RBAC ensures that stakeholders have access only to the logs pertinent to their roles.
Some log management solutions, like Papertrail, offer features to streamline this process, as shown next.
In the image, you can see a hypothetical team setup. The admin has full log access across all groups and can purge logs.
In contrast, the developer, while having access to all logs, can’t purge any of them.
By setting up such access controls, you ensure that your team can efficiently use log data without being overwhelmed or accessing sensitive information they shouldn’t.
Logs are powerful pieces of information but only in the right hands, so carefully setting accessibility is essential.
Archive logs after a certain period of time
When the usefulness of logs ends, you need to figure out what to do with them.
Logs, like all data, have a life cycle.
While they’re invaluable when fresh, as they age, their immediate relevance diminishes.
However, that doesn’t mean they should be discarded immediately. Archiving is the middle ground between immediate access and deletion.
Why not just keep everything on hand? Well, storage isn’t infinite.
The image above compares the easily accessible hot storage and the cold storage, usually utilized for archiving data.
Storing all of your logs in standard drives or easily accessible cloud storage is unnecessary and will quickly empty out your wallet.
A more cost-effective approach is to regularly transfer older logs to cold storage solutions, either physical storage or archival cloud storage like Amazon S3 Glacier.

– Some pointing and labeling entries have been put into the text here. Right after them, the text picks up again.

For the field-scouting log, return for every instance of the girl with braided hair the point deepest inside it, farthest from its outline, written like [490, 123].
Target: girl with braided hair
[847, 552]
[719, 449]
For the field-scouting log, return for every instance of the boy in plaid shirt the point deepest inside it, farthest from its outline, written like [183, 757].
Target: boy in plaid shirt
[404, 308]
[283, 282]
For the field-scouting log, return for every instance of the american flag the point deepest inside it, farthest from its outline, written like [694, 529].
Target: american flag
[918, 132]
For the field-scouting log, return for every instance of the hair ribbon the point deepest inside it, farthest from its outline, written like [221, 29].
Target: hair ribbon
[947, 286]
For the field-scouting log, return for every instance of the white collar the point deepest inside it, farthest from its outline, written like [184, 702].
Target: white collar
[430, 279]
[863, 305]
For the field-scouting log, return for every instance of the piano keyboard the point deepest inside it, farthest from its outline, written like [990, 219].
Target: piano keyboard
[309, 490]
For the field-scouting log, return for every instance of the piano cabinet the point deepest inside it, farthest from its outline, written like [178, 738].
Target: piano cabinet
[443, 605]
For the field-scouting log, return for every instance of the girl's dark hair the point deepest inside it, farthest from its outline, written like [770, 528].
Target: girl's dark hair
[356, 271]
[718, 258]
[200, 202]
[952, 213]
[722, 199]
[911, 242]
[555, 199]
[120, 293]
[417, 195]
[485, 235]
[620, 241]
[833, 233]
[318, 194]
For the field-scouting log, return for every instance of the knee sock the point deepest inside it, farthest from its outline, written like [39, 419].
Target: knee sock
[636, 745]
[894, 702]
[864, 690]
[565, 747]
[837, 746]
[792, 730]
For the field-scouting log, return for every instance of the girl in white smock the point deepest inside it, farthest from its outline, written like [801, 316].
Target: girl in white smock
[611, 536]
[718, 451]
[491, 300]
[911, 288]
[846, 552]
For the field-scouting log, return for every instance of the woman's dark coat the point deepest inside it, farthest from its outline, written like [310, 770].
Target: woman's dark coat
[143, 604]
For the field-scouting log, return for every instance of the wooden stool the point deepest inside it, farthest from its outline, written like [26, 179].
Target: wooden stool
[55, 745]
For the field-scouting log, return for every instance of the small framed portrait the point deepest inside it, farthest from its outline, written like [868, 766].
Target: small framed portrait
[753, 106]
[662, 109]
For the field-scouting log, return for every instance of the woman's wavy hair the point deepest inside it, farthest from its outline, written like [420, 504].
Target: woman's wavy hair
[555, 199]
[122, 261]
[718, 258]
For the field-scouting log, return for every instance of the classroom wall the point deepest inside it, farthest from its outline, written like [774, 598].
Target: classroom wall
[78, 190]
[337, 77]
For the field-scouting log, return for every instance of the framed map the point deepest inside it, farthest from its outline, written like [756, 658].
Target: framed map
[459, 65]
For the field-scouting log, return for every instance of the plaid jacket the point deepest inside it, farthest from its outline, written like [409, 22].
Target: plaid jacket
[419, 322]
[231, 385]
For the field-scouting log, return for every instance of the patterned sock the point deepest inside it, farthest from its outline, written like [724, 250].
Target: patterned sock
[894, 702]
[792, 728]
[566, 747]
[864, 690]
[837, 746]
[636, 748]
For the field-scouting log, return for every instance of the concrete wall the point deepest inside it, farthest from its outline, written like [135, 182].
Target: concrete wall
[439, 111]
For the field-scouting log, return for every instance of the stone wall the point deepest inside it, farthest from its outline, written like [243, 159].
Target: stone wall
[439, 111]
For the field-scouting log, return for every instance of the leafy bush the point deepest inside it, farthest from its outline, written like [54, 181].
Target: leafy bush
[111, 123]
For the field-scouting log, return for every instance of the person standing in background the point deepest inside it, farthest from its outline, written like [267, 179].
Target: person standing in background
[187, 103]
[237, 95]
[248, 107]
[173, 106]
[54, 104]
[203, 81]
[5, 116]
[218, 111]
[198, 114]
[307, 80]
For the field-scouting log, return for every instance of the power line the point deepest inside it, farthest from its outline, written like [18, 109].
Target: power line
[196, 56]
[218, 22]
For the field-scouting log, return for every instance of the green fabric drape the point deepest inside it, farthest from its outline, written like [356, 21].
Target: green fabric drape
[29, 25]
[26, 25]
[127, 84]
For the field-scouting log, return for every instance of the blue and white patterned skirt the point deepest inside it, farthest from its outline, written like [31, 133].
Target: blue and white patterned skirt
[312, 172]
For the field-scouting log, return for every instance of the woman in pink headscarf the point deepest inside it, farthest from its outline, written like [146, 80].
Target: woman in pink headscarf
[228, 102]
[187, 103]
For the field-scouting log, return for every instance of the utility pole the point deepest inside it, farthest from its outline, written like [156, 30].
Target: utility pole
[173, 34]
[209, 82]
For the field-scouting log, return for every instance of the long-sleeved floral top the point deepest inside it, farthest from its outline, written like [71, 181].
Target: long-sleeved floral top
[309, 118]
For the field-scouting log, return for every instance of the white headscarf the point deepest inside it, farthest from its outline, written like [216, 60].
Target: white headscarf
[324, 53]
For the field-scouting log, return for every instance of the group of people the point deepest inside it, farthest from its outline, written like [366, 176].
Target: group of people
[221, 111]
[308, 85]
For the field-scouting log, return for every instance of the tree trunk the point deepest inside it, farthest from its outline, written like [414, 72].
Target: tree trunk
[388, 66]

As you can see from the image above, this type of storage is significantly more affordable, as you only need to pay a fraction of a dollar as a monthly fee for each gigabyte you store.
However, make sure to factor in retrieval times and potential fees if you need to access this archived data.

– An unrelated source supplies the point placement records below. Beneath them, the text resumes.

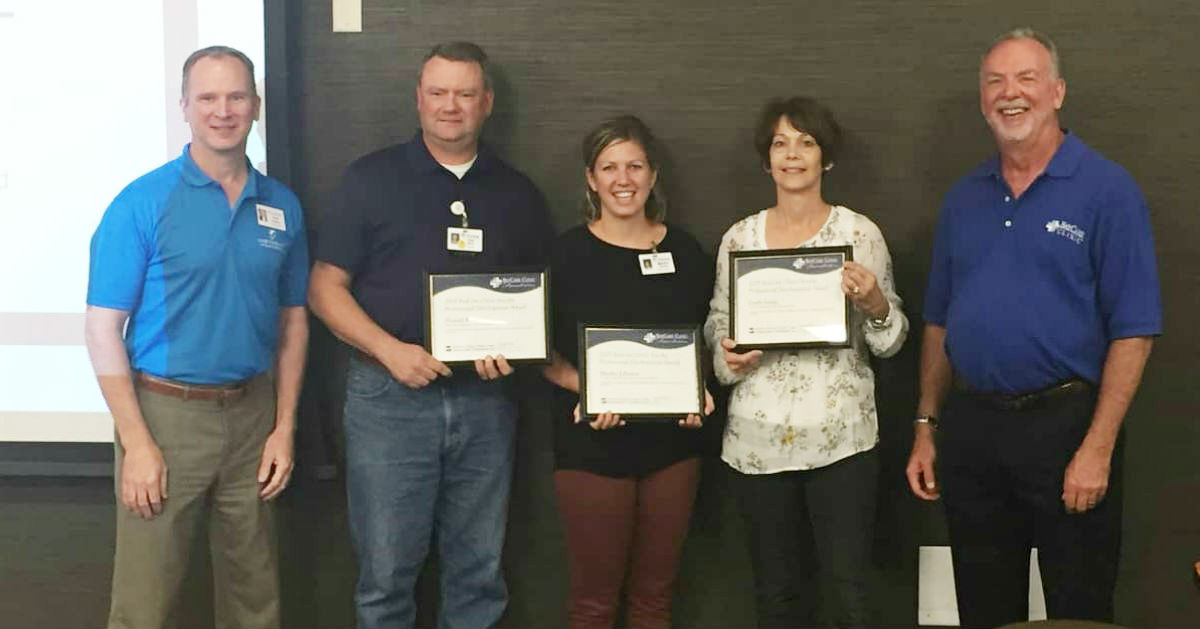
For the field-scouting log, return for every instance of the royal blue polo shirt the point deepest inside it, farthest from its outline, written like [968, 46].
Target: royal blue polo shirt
[1031, 291]
[203, 282]
[389, 219]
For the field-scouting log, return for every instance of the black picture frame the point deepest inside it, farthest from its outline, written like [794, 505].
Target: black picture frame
[547, 329]
[847, 252]
[696, 342]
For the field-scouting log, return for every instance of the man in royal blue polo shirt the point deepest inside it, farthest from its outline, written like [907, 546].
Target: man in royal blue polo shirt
[429, 453]
[207, 261]
[1042, 305]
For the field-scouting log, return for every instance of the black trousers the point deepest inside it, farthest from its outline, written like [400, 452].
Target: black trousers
[810, 522]
[1002, 475]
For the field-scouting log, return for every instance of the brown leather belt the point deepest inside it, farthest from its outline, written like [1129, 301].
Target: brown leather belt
[184, 390]
[1025, 401]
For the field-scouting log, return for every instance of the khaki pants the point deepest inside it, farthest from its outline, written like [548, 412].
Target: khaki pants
[213, 451]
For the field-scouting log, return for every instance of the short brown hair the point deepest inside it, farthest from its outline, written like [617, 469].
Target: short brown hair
[220, 51]
[623, 129]
[804, 114]
[465, 52]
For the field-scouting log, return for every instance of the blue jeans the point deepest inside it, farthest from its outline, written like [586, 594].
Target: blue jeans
[418, 461]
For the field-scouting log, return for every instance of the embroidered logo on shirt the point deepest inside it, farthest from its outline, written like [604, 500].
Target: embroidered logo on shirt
[1067, 231]
[271, 243]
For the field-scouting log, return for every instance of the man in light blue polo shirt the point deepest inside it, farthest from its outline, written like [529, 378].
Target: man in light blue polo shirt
[207, 262]
[1043, 301]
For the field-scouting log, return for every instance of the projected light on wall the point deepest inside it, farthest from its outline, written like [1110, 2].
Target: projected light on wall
[91, 102]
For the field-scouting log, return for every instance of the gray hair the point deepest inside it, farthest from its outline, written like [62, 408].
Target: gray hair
[1026, 33]
[466, 52]
[220, 51]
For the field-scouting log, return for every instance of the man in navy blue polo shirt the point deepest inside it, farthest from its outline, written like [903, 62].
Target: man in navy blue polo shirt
[1042, 305]
[427, 449]
[207, 261]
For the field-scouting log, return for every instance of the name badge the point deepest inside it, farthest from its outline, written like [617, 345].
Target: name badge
[655, 263]
[270, 217]
[467, 239]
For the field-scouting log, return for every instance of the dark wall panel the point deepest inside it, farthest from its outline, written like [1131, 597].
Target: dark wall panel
[901, 77]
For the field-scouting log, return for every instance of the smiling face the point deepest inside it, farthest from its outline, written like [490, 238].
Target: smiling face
[1020, 94]
[220, 105]
[795, 159]
[622, 178]
[453, 102]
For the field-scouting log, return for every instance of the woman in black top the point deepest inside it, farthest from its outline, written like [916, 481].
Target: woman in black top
[624, 491]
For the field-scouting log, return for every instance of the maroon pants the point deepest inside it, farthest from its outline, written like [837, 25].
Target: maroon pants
[624, 531]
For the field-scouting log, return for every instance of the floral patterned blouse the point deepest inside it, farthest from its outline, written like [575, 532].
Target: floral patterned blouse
[802, 409]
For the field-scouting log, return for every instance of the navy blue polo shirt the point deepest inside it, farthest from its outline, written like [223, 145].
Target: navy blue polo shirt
[203, 282]
[1031, 291]
[389, 222]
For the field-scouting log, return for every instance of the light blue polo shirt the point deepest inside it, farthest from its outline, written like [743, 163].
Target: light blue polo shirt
[1031, 291]
[203, 282]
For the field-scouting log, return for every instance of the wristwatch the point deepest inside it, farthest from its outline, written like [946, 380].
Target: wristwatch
[880, 323]
[927, 419]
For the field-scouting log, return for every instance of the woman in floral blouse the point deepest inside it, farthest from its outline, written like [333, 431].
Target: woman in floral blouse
[802, 424]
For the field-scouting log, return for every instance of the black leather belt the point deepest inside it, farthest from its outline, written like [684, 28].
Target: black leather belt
[1025, 401]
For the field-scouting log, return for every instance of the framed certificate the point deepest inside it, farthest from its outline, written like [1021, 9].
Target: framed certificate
[471, 316]
[640, 371]
[789, 298]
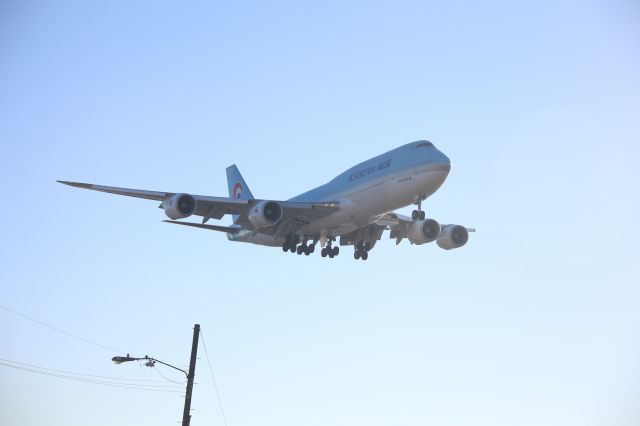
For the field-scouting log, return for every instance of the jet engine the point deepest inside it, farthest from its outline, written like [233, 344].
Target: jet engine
[423, 231]
[452, 236]
[265, 213]
[179, 206]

So, while logs are invaluable, it’s essential to manage their lifecycle efficiently.
Archiving offers a balanced approach, ensuring data is available if needed, without incurring unnecessary costs.

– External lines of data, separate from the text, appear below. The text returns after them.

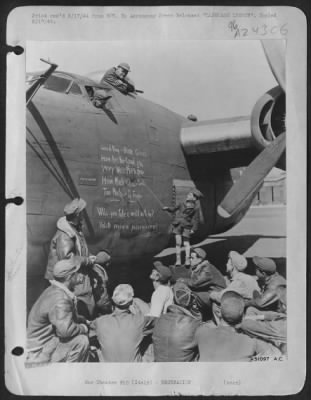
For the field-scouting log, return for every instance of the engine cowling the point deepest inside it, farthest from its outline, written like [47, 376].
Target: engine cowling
[268, 119]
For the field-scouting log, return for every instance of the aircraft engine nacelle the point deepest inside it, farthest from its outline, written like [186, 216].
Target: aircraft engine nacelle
[268, 119]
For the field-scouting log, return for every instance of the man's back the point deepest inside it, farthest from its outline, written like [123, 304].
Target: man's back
[120, 335]
[225, 344]
[52, 315]
[173, 336]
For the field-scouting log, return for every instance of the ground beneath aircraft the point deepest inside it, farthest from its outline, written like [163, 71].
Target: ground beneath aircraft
[261, 232]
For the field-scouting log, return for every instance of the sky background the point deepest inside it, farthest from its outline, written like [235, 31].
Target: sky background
[208, 78]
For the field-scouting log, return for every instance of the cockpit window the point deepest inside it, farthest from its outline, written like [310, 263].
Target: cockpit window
[57, 84]
[75, 89]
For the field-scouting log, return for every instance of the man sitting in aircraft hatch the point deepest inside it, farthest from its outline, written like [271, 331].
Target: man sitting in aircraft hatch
[185, 224]
[117, 77]
[69, 241]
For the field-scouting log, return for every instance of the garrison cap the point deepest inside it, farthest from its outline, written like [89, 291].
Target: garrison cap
[232, 307]
[102, 257]
[125, 66]
[197, 193]
[75, 206]
[182, 294]
[238, 260]
[200, 252]
[265, 264]
[165, 272]
[123, 295]
[67, 267]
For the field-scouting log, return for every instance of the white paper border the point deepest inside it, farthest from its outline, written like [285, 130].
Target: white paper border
[206, 378]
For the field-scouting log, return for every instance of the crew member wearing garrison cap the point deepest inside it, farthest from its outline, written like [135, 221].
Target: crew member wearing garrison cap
[55, 332]
[117, 77]
[269, 280]
[162, 296]
[185, 223]
[68, 241]
[173, 334]
[224, 343]
[239, 282]
[121, 333]
[205, 278]
[269, 325]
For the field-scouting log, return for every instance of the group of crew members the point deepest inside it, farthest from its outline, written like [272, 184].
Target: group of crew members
[195, 312]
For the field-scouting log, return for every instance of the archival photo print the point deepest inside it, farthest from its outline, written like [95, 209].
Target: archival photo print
[156, 212]
[113, 179]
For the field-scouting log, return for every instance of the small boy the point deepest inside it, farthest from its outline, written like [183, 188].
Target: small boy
[185, 223]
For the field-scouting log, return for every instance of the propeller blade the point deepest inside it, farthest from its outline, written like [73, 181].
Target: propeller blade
[275, 54]
[252, 178]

Delete old logs to save on space
Finally, some logs either don’t need to be archived at all or may eventually need to be deleted from any archives when they have no further use.
You can’t buy physical storage infinitely, and according to a Forrester report, professionals believe the volume of data in the cloud will increase in the coming years.
For businesses, this means that even the cost of archival storage can become a significant expense over time.
So, what’s the solution?
Well, you need to take care of any inefficient log retention practices and put policies in place to clarify how long logs should be kept and when they should be deleted.
Most log management tools have features to set up specific deletion rules for your logs. Take Graylog, for instance.
In the example shown above, there’s a 1-month rotation, meaning logs are stored in a cycle of one month.
With 12 indexes kept, it ensures a full year of data is retained. After that, older logs are deleted to make space for new ones.
However, a word of caution: some logs have mandatory storage durations.
For instance, logs related to security incidents or those compliant with HIPAA must be retained for at least six years.
But for general logs, without such constraints, setting them up for periodic deletion instead of archiving can be a wise move.
In conclusion, while logs are invaluable, it’s essential to set up deletion policies, ensuring your storage remains optimized without compromising on essential data.
Throughout this comprehensive guide, we’ve journeyed through the intricacies of effective log management, touching on nine vital aspects that can make or break this aspect of app management.
Hopefully, you now have a clearer understanding of the importance of each step and the variety of log management tools and techniques you have at your disposal.
By following our guidelines, you can ensure that your app’s logs aren’t just meaningless data points but a source of actionable insights—aiding in quicker issue resolution, enhanced app security, and streamlined operations.
So, take control of your log management practices and use our insights to elevate your approach to handling these key pieces of data.